In manufacturing engineering:
- monitoring each stage of the production process
- using statistical analysis to make sure that machined parts are within tolerance limits
- inspecting materials and products for defects, using methods like non-destructive testing (NDT).
Some tasks would be common to most industries, such as:
- dealing with customer feedback and complaints, and passing on issues to managers where necessary
- assessing and rating suppliers
- reviewing and updating quality control policies
- training and mentoring new staff
- producing reports for quality managers.
You would usually work in a team, under the supervision of a quality manager.
You would normally work 35 to 40 hours a week, Monday to Friday. In manufacturing, you might work on a shift rota that includes evenings and weekends.
Depending on your industry, you could be based in an office, laboratory or factory production area.
How much does a Quality Control Technician earn?
Salary and pay information
- Trainee salaries can be between £17,500 and £21,000 a year.
- Experienced technicians can earn between £21,000 and £29,000.
Figures are intended as a guideline only.
You normally need experience and/or qualifications appropriate to your industry to become a quality control technician.
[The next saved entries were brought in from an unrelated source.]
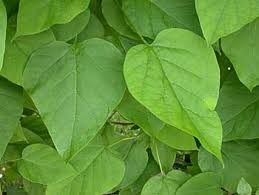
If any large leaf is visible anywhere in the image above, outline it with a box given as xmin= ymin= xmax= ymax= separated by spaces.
xmin=17 ymin=144 xmax=76 ymax=185
xmin=0 ymin=0 xmax=7 ymax=70
xmin=198 ymin=140 xmax=259 ymax=192
xmin=23 ymin=39 xmax=125 ymax=157
xmin=0 ymin=77 xmax=23 ymax=158
xmin=121 ymin=0 xmax=201 ymax=39
xmin=118 ymin=92 xmax=197 ymax=150
xmin=124 ymin=28 xmax=222 ymax=160
xmin=52 ymin=9 xmax=90 ymax=41
xmin=1 ymin=16 xmax=55 ymax=85
xmin=46 ymin=136 xmax=125 ymax=195
xmin=16 ymin=0 xmax=90 ymax=37
xmin=222 ymin=18 xmax=259 ymax=90
xmin=217 ymin=73 xmax=259 ymax=141
xmin=196 ymin=0 xmax=259 ymax=44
For entry to specific industries please see the relevant job profiles, for example the technician profiles in the Engineering and Manufacturing job family.
Most employers will also ask for some GCSEs, A levels or equivalent vocational qualifications related to your field, such as engineering or food science.
You may be able to train as an apprentice within your chosen industry and work your way up to a quality control position. The range of Apprenticeships available in your area will depend on the local jobs market and the types of skills employers need from their workers. To find out more about Apprenticeships, visit the Apprenticeships website.
Although not essential, you could study for a foundation degree, BTEC HND or degree in quality management, assurance and control. To search for colleges and universities offering these courses see the Universities and Colleges Admissions Service (UCAS) website.
- Universities and Colleges Admissions Service
Some knowledge of quality standards and working methods will be useful when applying for jobs in quality control. You can find details of these on the British Standards Institution (BSI) website.
- British Standards Institution
Training and Development
You would receive training from your employer, covering in-house testing procedures and quality standards, as well as industry regulations. You could take various work-based qualifications covering quality control, including:
- NVQ Performing Engineering Operations levels 1 and 2
- NVQ Laboratory and Associated Technical Activities levels 1 to 4
- NVQ Food Manufacture levels 1 to 3
- Diploma in Engineering Inspection and Quality Control.
You may also have the opportunity to gain a recognised professional qualification in quality management once you are working as a technician. Relevant courses include:
- Chartered Quality Institute (CQI) Level 3 Certificate in Quality (for people new to quality control)
- CQI Level 5 Diploma in Quality
- Chartered Management Institute (CMI) Level 4 Diploma in Quality Management.
The CQI offer a membership scheme for new entrants and experienced workers, plus a programme of Continuing Professional Development (CPD). Through this you may also be able to achieve Chartered Quality Professional (CQP) status.
Contact the CQI and CMI for more details.
There are other work-based awards available for specific industries, containing quality control units. Contact the professional body relevant to your industry for more details.
Skills and Knowledge
- excellent spoken and written communication skills
- technical knowledge relevant to your industry
- knowledge of relevant legislation and quality control standards
- good organisational skills and a methodical approach to work
- the ability to prioritise workloads and meet project deadlines
- the ability to pay close attention to detail
- good teamworking skills.
Quality control and assurance is playing an increasingly important role as a way of demonstrating a company’s competitiveness in a global market. You could find opportunities in all industries in the private and public sector.
With experience and further training, you could progress to supervisory, management or research jobs.